We collected data on patients’ stated preferences rather than their actual choices, and some data suggest that stated preferences may not always reflect the real choices patients make.14
We found significant heterogeneity in the preferences of characteristics from our respondents, which was not explained by the differences in demographic variables such as age, sex, education or employment. In addition, discrete choice analysis assumes that the trade-offs patients are willing to accept between attribute levels are linear. Our results are therefore no substitute for carefully assessing the preferences of individual patients in a clinical setting; however, these results do provide some basis for clinicians to prioritize the issues they discuss with patients.
Conclusions
The factors most strongly associated with patient preference for dialysis over conservative care in our sample were increased life expectancy, the opportunity to undergo dialysis during the day or evening, and the availability of subsidized transport. Patients in our study who were approaching end-stage kidney disease were willing to trade considerable life expectancy to reduce the burden and restrictions of dialysis.
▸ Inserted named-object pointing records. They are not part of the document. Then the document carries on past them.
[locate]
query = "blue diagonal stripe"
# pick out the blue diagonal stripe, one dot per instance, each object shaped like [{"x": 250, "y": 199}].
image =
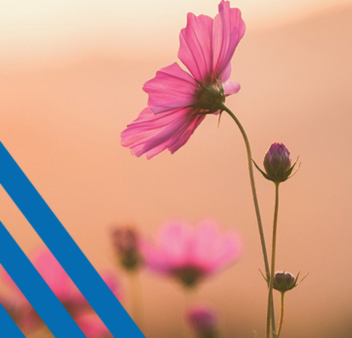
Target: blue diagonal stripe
[
  {"x": 33, "y": 287},
  {"x": 63, "y": 247},
  {"x": 8, "y": 327}
]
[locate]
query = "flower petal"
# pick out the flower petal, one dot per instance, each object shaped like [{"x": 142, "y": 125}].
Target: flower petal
[
  {"x": 196, "y": 46},
  {"x": 151, "y": 133},
  {"x": 231, "y": 88},
  {"x": 228, "y": 30},
  {"x": 171, "y": 88}
]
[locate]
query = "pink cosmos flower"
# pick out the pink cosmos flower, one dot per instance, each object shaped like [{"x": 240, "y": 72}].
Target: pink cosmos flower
[
  {"x": 191, "y": 254},
  {"x": 178, "y": 102},
  {"x": 61, "y": 285},
  {"x": 202, "y": 319},
  {"x": 92, "y": 326}
]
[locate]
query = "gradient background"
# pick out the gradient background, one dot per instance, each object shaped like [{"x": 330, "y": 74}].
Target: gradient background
[{"x": 71, "y": 79}]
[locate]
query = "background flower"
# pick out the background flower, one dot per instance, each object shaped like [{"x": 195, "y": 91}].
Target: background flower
[{"x": 191, "y": 254}]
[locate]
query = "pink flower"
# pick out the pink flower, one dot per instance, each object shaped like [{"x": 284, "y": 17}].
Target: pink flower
[
  {"x": 203, "y": 320},
  {"x": 191, "y": 254},
  {"x": 178, "y": 101},
  {"x": 61, "y": 285},
  {"x": 92, "y": 326}
]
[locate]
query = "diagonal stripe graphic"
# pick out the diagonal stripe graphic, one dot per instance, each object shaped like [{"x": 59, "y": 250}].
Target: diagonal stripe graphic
[
  {"x": 33, "y": 287},
  {"x": 65, "y": 250},
  {"x": 8, "y": 326}
]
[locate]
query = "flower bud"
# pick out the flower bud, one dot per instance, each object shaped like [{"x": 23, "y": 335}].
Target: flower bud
[
  {"x": 277, "y": 162},
  {"x": 126, "y": 245},
  {"x": 203, "y": 320},
  {"x": 284, "y": 281}
]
Further research is needed on the decision-making of older patients with end-stage disease, particularly in terms of their preferences for different models of renal palliative care. In addition, research is required into preferences for the type and location of dialysis — information that is important for the planning of future renal services.
Acknowledgements
The authors thank the predialysis patients and their caregivers for participating in this study, and Tanya Smolonogov, Jacqui Moustakas, Jenny Best, Jenny de Rossi and Lee Douglas for assisting with the recruitment of participants.
Footnotes
Competing interests: David Johnson is a consultant for Baxter Healthcare and has received speakers’ honoraria, travel sponsorships and research grants from this organization; he has received research grants from Fresenius Medical Care; he was a consultant for Gambro. No other competing interests were declared.
Contributors: Rachael L. Morton designed the discrete choice survey, coordinated data collection, cleaned and analyzed the data, and drafted and revised the paper; she is guarantor. Paul Snelling assisted with the study design, recruited participants in rural and metropolitan clinics and revised the paper. Angela C. Webster assisted with the study’s design and analysis, and revised the paper. John Rose assisted with the discrete choice design and econometric analysis, and revised the draft paper. Rosemary Masterson and David W. Johnson assisted with the survey’s design and the recruitment of participants, and revised the draft paper. Kirsten Howard assisted with the overall study design and analysis, and revised all drafts of the paper.
Funding: Rachael Morton is supported through grants from the National Health and Medical Research Council (no. 457281 and no. 571372). David Johnson is supported by a Queensland Government Health Research Fellowship. The funding bodies had no role in the design of the study, the collection, analysis or interpretation of data, the writing of the report or the decision to submit the article for publication.